Any time I post one of these out of the box problem-solving discussions I don't expect a lot of replies (It gives me hope that there may be an audience for the fractals Lambda I made months ago.).
I hadn't looked at this task since I posted it in July but would brainstorm alternatives solutions every so often.
For example:
-Create a sparse array and have SCAN finish the matrix by filling in the missing values
-Create an array of R/C coordinates in relation to the origin (1). There's a pattern to the coordinates but it's a slog.
-Recursive wrapping/flattening. I think this is theoretically possible but it's not terribly efficient.
It's funny I was messing with MAKEARRAY on/off this morning but being interrupted too much to finish it. I like this solution. MAKEARRAY gets a bad rap for being 'slow' but it's not a bad option when a matrix needs to be created where a target array doesn't exist. Also, MAKEARRAY doesn't need to stack.
Thanks for responding. About a month ago, someone needed some help creating the reverse spiral, or Pyramid Ascent as I like to call it. As you can imagine, that quickly turned into seeing who could come up with the shortest/fastest/most robust formula.

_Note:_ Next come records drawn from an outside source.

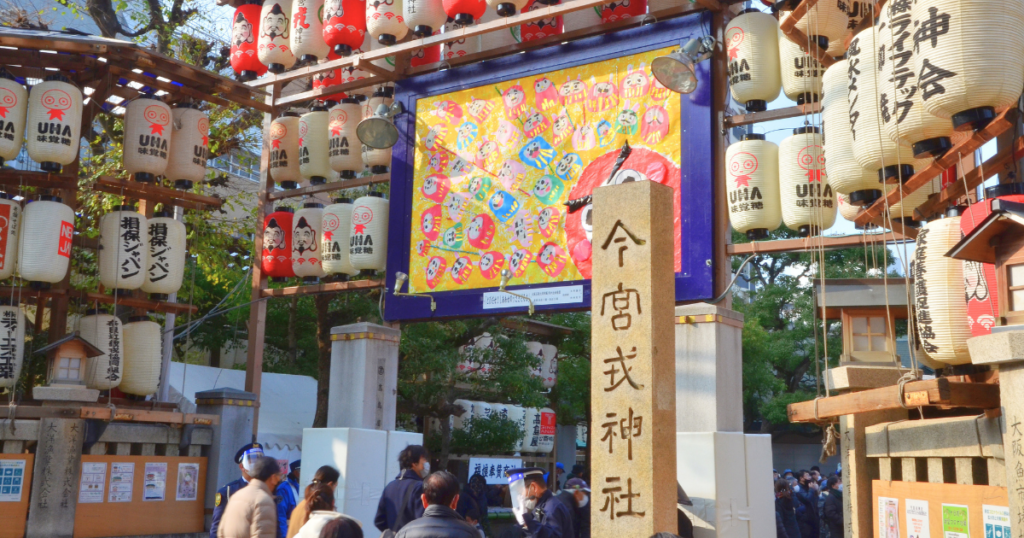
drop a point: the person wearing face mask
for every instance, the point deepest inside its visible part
(536, 507)
(399, 502)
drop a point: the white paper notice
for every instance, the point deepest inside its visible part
(916, 520)
(93, 478)
(122, 477)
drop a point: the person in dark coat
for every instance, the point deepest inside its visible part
(439, 498)
(399, 502)
(243, 457)
(785, 508)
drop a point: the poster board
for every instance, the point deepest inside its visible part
(489, 155)
(945, 504)
(118, 516)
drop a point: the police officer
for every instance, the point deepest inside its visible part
(243, 457)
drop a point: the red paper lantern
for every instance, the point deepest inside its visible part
(344, 25)
(278, 244)
(244, 27)
(465, 11)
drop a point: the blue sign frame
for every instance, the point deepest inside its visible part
(694, 282)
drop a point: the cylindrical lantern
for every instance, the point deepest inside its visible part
(103, 331)
(808, 201)
(147, 137)
(278, 244)
(801, 72)
(307, 31)
(10, 223)
(314, 161)
(903, 113)
(166, 241)
(13, 107)
(245, 26)
(960, 46)
(12, 338)
(938, 284)
(44, 244)
(186, 160)
(385, 22)
(306, 242)
(54, 123)
(142, 350)
(284, 165)
(424, 16)
(368, 242)
(845, 173)
(752, 42)
(336, 229)
(274, 47)
(752, 167)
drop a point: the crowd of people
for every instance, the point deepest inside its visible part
(808, 504)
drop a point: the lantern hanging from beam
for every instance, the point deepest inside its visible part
(752, 44)
(753, 187)
(54, 123)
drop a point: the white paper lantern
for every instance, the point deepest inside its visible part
(752, 44)
(12, 347)
(967, 57)
(845, 173)
(147, 137)
(368, 244)
(104, 332)
(808, 201)
(189, 147)
(142, 350)
(54, 123)
(166, 243)
(938, 284)
(13, 108)
(44, 244)
(306, 228)
(284, 165)
(752, 187)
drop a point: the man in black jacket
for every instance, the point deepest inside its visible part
(439, 498)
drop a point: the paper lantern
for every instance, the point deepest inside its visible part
(753, 188)
(314, 159)
(962, 48)
(385, 22)
(938, 285)
(306, 242)
(284, 166)
(336, 225)
(464, 12)
(273, 45)
(104, 332)
(54, 123)
(845, 173)
(245, 26)
(808, 201)
(186, 160)
(368, 243)
(12, 336)
(166, 243)
(903, 113)
(10, 220)
(142, 350)
(278, 244)
(752, 42)
(44, 244)
(13, 107)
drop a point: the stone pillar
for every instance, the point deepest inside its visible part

Sheets kept reaching a calculation limit, and I knew that was highly affected by the use of LAMBDA helper functions.
After an all-nighter, I came up with this direct approach.
=lambda(n,
makearray(n,n,lambda(i,j,
let(a,min(n-i,j-1,i-1,n-j),
b,if(i>j,4*n-j-i-6*a,j+i-2*a),
4*a*(n-a)+b-1))))
It was still hitting the calc limit at 219 rows, so last week I was determined to:
- Get rid of MIN, since it's generating all four values at each coordinate.
- Remove the final LAMBDA helper function, MAKEARRAY.
That led to a formula similar to the one I subitted here. I thought that I could easily convert the Pyramid Ascent into the Ulam Spiral by simply adding n^1-1, but I now recognize that the Ulam Spiral is set by the spiral direction starting at 1 vs the Pyramid Ascent, which always begins with 1 in the upper left corner. I'm currently working on that fix.
As for any future improvements to efficiency, here's my thought. If the final matrix is generated row by row, would it be more efficient if at each row, stack together three arrays of numbers, which would avoid a bunch of conditional tests to determine which quadrant each coordinates is in. I've tried visualizing this below:
I've made a Named Function called SPIRAL that outputs the spiral (fix still pending from above) given the side length and type of spiral. This spreadsheet also includes some nice extras to visualize the prime numbers and demonstrate that it may not be the primes that have a pattern, but rather the non-primes. And when you remove a pattern from a canvas, what remains can appear to be a pattern.